Surgical treatment should be considered when the patient has a trigger thumb bilaterally and when the patient has a severe trigger thumb. Severe is defined as when the thumb is locked so that the thumb cannot be flexed or extended either passively or actively. Surgical treatment should also be considered when observation and/or splint therapy has not achieved sufficient results after 49 months. Unlike the surgical treatment given for adults, which is unambiguously a surgical release of the A1 pulley of the thumb, the optimum surgical treatment for infants has not yet been discerned. In case of infants, research has shown that only in 15% of the cases A1 pulley release alone is sufficient. In most of the cases there was an additional annular pulley structure distal to the A1 to be released resolving the triggering: the so-called Av pulley or variable pulley. Therefore, infants and adults need to be treated differently as the main problem is different.

====Open vs. percutaneous====
There are two types of surgery: open surgery which is mentioned above and percutaneous surgery. Unlike open surgery percutaneous surgery is done without exposing the anatomical structures beneath the skin. Research has shown that percutaneous surgery is a good alternative to open surgery.
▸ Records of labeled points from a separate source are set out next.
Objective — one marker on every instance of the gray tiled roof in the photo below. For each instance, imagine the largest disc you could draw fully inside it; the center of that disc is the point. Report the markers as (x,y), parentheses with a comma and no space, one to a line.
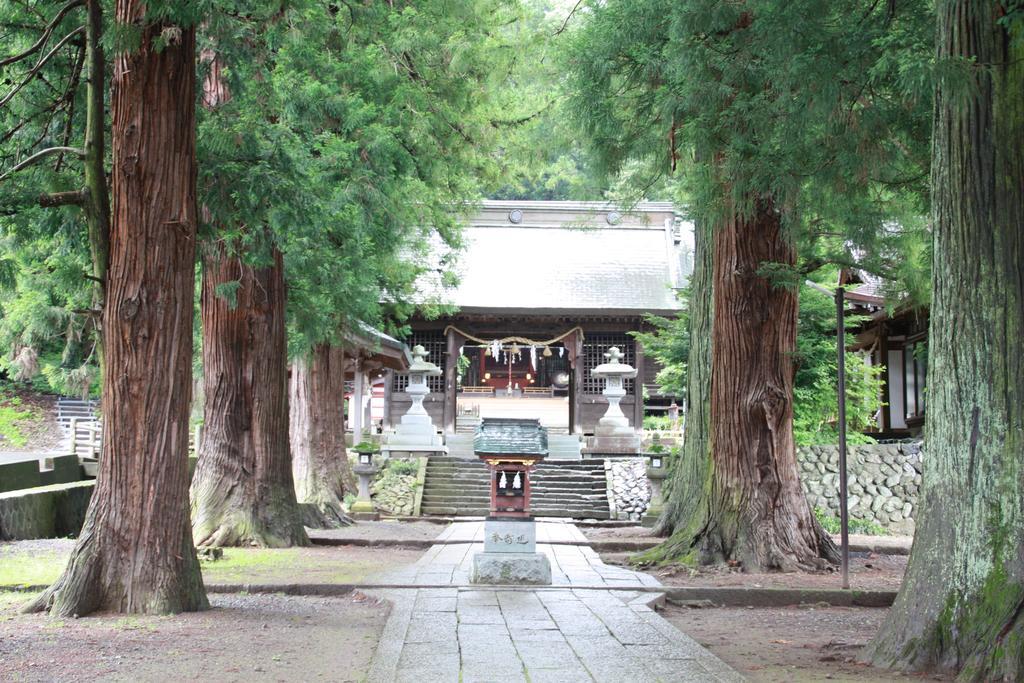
(565,256)
(510,436)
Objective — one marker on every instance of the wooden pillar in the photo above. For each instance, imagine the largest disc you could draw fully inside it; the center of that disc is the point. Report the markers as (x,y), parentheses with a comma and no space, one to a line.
(355,406)
(638,385)
(576,385)
(388,386)
(451,385)
(887,418)
(368,401)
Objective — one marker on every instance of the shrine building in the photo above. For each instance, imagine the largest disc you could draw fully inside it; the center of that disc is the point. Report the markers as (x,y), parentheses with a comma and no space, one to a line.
(545,289)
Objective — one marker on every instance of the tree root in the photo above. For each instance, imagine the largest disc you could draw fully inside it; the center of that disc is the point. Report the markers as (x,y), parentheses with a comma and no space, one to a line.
(324,515)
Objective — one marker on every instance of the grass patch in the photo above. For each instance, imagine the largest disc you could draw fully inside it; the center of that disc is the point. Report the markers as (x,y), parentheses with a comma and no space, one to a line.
(322,565)
(39,567)
(239,565)
(13,600)
(16,421)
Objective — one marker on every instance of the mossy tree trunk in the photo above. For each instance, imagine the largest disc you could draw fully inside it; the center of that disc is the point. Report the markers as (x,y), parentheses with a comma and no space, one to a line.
(242,492)
(962,603)
(320,460)
(684,491)
(134,553)
(736,495)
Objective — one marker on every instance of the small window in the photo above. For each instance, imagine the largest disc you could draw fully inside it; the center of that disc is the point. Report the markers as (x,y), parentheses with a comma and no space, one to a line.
(914,376)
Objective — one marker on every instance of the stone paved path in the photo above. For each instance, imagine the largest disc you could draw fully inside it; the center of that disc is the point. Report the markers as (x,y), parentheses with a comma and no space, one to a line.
(589,627)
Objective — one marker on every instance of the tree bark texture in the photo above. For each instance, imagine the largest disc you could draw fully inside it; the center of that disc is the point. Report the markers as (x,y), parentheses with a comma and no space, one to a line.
(751,507)
(242,492)
(962,603)
(690,470)
(134,553)
(320,459)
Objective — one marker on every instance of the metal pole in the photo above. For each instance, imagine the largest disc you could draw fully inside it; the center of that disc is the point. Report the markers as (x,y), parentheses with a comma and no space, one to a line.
(844,518)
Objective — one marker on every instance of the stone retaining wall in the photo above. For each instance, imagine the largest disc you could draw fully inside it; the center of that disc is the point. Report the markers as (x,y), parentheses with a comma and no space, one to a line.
(44,512)
(393,494)
(884,480)
(630,488)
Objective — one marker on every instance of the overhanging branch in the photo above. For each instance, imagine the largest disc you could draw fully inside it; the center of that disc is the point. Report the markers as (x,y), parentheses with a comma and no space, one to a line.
(75,197)
(43,154)
(42,39)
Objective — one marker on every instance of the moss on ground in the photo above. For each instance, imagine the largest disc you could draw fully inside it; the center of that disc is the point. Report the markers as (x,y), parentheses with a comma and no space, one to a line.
(239,565)
(36,567)
(17,421)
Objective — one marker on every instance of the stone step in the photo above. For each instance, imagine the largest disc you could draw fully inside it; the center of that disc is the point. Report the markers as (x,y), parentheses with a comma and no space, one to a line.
(551,496)
(581,513)
(545,475)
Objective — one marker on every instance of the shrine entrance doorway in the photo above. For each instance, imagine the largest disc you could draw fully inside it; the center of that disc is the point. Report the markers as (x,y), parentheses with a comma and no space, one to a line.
(516,381)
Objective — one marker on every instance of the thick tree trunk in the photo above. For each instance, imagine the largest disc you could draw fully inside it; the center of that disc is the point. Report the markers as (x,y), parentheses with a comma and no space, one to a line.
(747,504)
(320,460)
(962,603)
(242,493)
(135,552)
(684,492)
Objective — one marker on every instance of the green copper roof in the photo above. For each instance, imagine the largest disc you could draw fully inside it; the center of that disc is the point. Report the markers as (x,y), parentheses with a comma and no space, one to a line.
(510,436)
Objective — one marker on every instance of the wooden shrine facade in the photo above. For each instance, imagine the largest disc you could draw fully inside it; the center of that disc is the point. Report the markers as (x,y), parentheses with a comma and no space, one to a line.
(576,354)
(569,280)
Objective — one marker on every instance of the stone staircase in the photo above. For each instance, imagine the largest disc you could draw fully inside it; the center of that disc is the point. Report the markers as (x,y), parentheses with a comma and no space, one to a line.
(461,486)
(84,411)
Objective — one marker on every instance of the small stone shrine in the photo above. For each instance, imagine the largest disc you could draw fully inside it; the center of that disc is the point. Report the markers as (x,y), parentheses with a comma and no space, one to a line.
(416,434)
(511,449)
(613,435)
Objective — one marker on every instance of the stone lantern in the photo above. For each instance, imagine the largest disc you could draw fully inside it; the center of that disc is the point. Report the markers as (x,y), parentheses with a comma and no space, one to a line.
(613,435)
(511,449)
(365,469)
(416,433)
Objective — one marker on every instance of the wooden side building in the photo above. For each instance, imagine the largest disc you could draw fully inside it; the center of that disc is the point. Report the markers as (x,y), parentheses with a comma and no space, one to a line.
(555,284)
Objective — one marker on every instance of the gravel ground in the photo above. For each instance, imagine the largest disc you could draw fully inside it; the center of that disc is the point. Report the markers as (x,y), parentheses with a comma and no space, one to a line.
(779,645)
(243,638)
(384,530)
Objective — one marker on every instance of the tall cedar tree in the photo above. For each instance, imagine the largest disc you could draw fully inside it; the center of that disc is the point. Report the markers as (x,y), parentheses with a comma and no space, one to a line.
(320,461)
(40,124)
(242,491)
(962,603)
(135,552)
(766,117)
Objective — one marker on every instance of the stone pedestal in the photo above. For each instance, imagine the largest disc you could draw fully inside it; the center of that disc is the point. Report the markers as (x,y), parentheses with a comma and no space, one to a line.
(613,435)
(363,507)
(416,434)
(511,568)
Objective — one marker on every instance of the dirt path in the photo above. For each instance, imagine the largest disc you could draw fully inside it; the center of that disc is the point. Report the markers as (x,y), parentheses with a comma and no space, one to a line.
(792,644)
(243,638)
(867,570)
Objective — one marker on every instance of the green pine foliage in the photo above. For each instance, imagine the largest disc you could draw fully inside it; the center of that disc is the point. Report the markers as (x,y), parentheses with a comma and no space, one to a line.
(815,385)
(825,108)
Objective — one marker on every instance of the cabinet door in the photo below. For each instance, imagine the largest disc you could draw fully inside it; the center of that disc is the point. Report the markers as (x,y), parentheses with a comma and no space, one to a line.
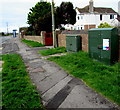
(106,50)
(95,44)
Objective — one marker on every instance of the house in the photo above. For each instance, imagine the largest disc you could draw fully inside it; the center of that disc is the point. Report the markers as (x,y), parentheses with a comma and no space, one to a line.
(91,17)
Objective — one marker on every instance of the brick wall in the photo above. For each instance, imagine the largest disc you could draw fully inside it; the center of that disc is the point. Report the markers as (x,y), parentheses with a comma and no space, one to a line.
(89,26)
(40,39)
(62,41)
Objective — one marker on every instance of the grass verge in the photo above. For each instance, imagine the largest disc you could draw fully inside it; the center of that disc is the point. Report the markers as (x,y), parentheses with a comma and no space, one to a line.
(52,51)
(104,79)
(32,43)
(17,90)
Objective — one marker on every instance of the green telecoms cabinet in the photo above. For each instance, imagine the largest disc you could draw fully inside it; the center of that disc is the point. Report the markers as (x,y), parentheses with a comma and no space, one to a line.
(73,43)
(103,44)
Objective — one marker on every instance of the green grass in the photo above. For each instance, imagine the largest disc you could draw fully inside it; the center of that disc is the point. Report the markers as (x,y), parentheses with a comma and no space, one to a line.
(104,79)
(52,51)
(17,90)
(32,43)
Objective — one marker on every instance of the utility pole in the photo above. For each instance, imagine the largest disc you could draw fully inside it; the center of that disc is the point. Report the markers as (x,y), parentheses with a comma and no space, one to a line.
(53,25)
(7,27)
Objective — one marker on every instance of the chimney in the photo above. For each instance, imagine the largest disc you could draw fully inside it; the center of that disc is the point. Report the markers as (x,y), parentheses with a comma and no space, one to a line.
(119,7)
(91,6)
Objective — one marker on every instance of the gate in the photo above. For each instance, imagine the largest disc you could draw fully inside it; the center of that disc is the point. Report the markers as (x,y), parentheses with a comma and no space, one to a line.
(48,39)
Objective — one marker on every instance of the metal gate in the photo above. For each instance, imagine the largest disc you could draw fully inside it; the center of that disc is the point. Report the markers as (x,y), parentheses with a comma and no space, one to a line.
(48,39)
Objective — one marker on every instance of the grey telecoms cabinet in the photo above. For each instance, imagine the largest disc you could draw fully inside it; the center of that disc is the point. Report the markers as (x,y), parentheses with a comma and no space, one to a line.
(103,44)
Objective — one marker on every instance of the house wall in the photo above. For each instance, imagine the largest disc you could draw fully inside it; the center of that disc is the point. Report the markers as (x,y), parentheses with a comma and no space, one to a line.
(93,19)
(62,41)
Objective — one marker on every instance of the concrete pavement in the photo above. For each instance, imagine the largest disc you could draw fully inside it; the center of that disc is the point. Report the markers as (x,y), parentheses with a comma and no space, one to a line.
(57,88)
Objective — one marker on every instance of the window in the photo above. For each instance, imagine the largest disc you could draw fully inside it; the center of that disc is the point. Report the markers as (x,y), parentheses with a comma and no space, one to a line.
(111,16)
(101,17)
(81,17)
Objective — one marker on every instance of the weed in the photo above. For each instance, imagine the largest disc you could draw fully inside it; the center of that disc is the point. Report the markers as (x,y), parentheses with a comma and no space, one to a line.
(32,43)
(103,78)
(17,90)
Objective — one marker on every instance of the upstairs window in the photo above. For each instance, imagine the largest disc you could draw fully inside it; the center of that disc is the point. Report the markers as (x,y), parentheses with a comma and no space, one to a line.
(81,16)
(101,17)
(111,16)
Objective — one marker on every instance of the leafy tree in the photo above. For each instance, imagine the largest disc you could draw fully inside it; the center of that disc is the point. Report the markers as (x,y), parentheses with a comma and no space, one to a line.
(65,14)
(40,18)
(104,25)
(38,15)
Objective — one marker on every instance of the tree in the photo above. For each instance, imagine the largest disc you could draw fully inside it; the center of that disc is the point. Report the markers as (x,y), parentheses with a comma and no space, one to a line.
(65,14)
(104,25)
(38,15)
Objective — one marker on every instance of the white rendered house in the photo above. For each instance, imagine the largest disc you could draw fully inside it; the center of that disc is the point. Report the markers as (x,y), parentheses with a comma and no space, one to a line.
(91,17)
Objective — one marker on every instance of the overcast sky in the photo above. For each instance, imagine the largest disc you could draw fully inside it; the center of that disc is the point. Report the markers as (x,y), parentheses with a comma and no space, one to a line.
(14,12)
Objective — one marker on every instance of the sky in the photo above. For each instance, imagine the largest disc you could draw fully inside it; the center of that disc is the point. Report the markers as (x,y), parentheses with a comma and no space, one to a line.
(13,13)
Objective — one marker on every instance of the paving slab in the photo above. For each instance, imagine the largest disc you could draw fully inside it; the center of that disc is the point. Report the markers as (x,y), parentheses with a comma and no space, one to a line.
(47,96)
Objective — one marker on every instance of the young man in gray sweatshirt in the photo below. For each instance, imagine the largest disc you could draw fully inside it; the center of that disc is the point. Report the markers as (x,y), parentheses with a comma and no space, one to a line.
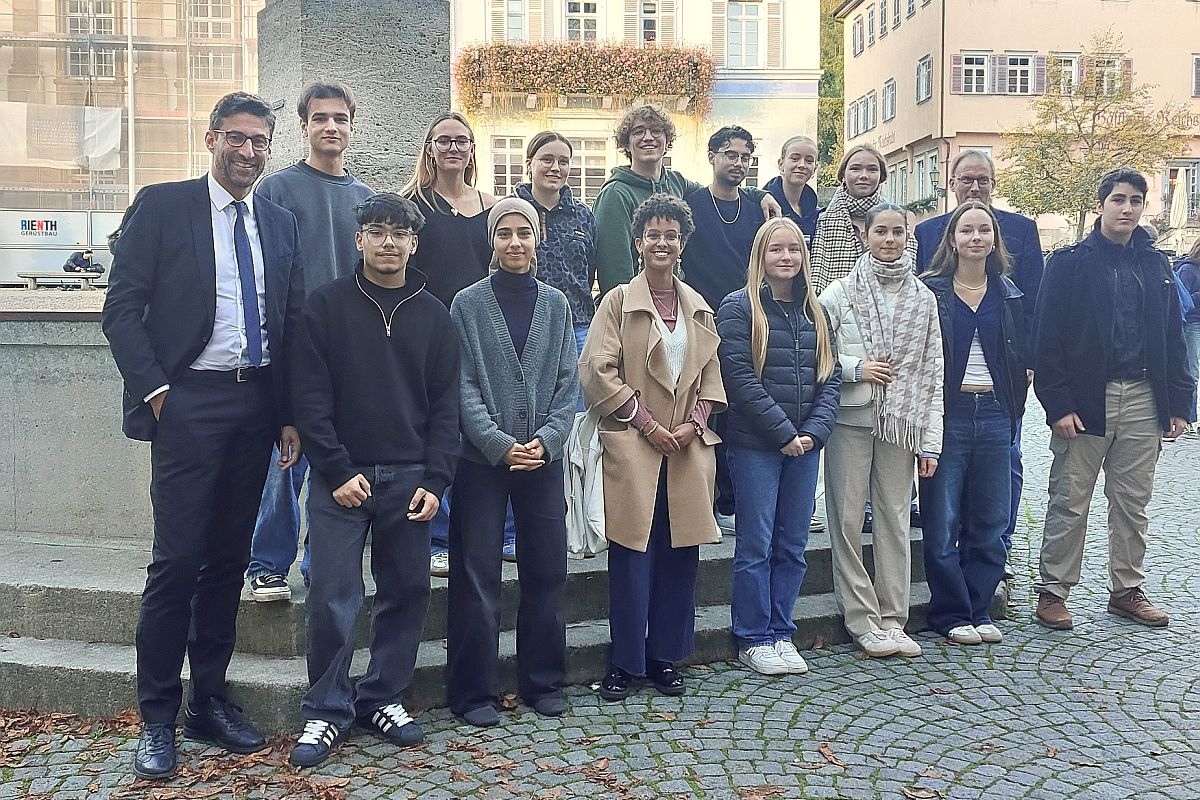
(322,193)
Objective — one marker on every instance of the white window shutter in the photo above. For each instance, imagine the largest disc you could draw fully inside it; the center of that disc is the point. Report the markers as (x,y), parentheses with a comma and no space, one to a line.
(720,14)
(774,34)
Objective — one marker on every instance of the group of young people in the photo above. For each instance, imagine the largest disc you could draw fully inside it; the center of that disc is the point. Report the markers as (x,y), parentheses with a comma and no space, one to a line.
(431,356)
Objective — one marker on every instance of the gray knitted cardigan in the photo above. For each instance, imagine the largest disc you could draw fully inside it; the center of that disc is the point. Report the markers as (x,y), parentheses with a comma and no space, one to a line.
(503,400)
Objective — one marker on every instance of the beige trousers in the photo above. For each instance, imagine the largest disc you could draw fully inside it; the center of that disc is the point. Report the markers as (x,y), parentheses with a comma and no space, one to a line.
(1128,453)
(858,464)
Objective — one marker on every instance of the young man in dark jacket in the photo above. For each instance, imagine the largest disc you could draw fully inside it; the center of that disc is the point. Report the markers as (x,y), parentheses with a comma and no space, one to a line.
(1111,374)
(377,397)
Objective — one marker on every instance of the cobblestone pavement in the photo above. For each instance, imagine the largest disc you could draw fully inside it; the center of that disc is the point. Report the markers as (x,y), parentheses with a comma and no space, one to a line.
(1103,711)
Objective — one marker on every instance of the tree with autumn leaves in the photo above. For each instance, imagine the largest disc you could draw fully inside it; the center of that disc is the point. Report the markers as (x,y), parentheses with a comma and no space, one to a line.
(1090,120)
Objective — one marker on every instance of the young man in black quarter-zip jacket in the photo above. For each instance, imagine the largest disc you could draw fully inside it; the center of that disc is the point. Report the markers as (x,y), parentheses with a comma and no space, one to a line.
(377,403)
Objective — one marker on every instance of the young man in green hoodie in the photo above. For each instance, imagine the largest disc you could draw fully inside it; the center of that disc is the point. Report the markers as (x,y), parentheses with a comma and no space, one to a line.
(645,134)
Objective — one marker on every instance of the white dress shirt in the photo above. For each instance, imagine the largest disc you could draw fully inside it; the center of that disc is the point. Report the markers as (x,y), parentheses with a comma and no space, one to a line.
(227,347)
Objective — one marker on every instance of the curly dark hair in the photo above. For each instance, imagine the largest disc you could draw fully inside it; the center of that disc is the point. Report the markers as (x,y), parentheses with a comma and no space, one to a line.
(648,114)
(664,206)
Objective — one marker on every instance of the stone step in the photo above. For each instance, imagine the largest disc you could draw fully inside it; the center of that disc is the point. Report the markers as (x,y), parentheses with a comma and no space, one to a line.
(59,589)
(97,679)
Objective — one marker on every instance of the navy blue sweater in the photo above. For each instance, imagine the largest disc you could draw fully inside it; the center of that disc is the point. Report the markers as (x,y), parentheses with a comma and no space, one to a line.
(787,401)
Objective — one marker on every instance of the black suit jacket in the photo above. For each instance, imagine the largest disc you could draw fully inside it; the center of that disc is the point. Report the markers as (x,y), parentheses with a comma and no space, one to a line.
(161,300)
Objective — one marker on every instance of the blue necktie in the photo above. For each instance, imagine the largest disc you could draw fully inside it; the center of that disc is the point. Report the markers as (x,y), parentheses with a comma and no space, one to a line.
(249,290)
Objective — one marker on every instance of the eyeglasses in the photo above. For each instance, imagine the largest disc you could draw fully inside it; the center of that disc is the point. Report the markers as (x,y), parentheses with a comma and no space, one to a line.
(237,138)
(550,161)
(733,157)
(377,236)
(654,236)
(444,143)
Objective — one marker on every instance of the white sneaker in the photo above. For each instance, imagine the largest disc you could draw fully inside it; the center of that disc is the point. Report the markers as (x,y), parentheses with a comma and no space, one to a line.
(791,656)
(964,635)
(877,644)
(989,633)
(905,645)
(763,659)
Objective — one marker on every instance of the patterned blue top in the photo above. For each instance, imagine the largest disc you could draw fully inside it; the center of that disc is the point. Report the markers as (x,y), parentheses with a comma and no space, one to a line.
(567,253)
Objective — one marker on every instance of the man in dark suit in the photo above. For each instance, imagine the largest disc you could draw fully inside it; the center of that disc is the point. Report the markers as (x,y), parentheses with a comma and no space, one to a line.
(972,178)
(205,292)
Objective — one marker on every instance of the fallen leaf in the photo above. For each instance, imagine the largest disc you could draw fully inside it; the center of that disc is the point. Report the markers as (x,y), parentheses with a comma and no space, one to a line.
(829,756)
(921,793)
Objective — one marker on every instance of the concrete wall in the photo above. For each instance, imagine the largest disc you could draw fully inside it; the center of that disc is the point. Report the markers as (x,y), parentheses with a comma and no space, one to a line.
(394,53)
(65,467)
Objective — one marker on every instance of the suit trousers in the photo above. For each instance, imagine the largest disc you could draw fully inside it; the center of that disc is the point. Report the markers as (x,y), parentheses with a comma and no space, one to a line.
(208,464)
(481,494)
(1128,453)
(859,464)
(400,555)
(652,595)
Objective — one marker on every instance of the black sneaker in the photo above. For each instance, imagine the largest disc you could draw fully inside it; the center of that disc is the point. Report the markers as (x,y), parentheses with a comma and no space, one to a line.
(269,588)
(391,722)
(615,685)
(665,678)
(316,743)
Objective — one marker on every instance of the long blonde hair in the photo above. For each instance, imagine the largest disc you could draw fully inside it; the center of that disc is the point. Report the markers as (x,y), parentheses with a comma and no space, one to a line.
(756,275)
(426,170)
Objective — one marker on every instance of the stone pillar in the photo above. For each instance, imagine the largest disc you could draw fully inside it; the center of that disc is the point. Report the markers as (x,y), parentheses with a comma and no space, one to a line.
(394,53)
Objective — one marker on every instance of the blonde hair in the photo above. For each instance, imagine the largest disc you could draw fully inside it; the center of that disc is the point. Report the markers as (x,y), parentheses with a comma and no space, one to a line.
(756,274)
(425,174)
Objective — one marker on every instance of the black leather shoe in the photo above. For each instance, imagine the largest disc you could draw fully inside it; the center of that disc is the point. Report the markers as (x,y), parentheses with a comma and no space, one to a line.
(665,677)
(155,759)
(222,723)
(615,685)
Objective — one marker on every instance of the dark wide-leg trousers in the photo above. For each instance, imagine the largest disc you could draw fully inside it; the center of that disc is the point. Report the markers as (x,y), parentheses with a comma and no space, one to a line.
(481,494)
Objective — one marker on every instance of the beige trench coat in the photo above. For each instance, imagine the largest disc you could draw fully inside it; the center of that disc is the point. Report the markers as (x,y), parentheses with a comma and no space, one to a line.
(617,362)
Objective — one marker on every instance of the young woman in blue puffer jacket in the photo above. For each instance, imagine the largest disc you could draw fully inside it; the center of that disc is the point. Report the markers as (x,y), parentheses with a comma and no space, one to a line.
(781,380)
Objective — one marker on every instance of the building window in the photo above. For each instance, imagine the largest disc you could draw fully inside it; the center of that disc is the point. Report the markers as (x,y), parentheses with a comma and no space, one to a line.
(889,100)
(213,65)
(581,22)
(213,18)
(975,73)
(589,167)
(508,163)
(924,79)
(1108,74)
(649,24)
(744,36)
(514,20)
(1020,74)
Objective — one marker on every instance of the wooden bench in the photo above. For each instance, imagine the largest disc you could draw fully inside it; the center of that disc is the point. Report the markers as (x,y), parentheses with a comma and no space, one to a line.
(87,280)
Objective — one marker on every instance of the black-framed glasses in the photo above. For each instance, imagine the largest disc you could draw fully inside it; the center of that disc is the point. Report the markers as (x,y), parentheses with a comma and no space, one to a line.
(461,143)
(377,236)
(733,157)
(237,138)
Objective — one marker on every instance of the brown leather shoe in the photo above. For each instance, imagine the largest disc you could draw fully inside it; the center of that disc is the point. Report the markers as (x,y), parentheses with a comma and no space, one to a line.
(1053,612)
(1132,603)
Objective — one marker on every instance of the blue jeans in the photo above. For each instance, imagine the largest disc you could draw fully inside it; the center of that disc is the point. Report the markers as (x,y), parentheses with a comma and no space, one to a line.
(965,557)
(775,495)
(277,528)
(439,527)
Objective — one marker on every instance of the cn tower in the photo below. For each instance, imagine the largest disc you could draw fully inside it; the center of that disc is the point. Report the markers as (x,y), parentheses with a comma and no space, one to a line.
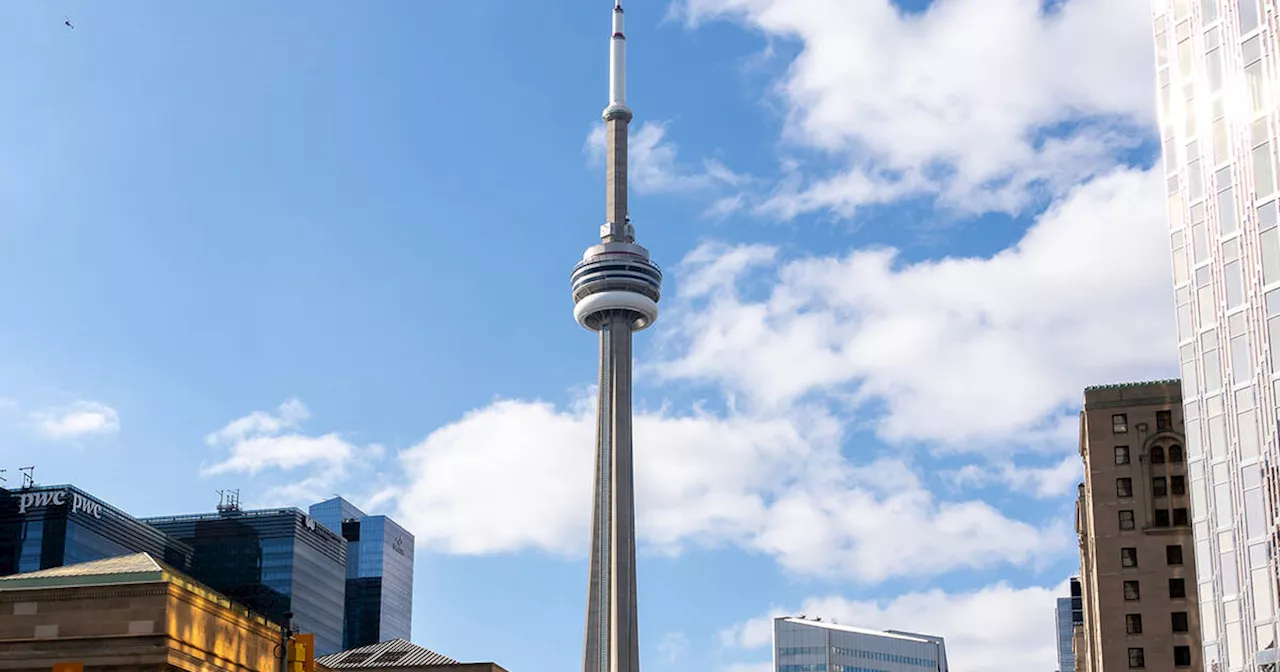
(616,289)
Percutaneous surgery is done with a needle that is inserted in the flexor sheath at the level of the A1 pulley. Before the needle insertion the thumb is placed in extension, whereas when the needle is already inserted the thumb will be put into semi-flexion, so that the needle can be moved and the palmar skin is movable. The A1 pulley will then be cut with the needle longitudinally and parallel to the fibers of the tendon of the flexor pollicis longus muscle. When the release with the needle is done according to the pivot maneuver the chances of incomplete release and damage to the digital nerve nearby will be increased. To prevent any postoperative hematoma and swelling, pressure should be applied for at least 10 minutes after the procedure. Percutaneous surgery has also been proven to be without residual deformities and recurrence after surgery. When the A1 pulley is too thick and long to be released at once, open surgery still can be a solution. The advantages over open surgery are that percutaneous surgery is simpler, more straightforward and shorter concerning the duration. It can also be done in every other examination room unlike the open surgery, which is done in an operation room. The risk nonetheless is that the digital nerve of the thumb nearby can be damaged.

==Epidemiology==
Not much research has been done on the epidemiology of congenital trigger thumbs. There are a few reports on the incidence in their respective studies. The most recent data comes from a Japanese study by Kukichi and Ogino where they found an incidence 3.3 trigger thumbs per 1,000 live births in 1-year-old children.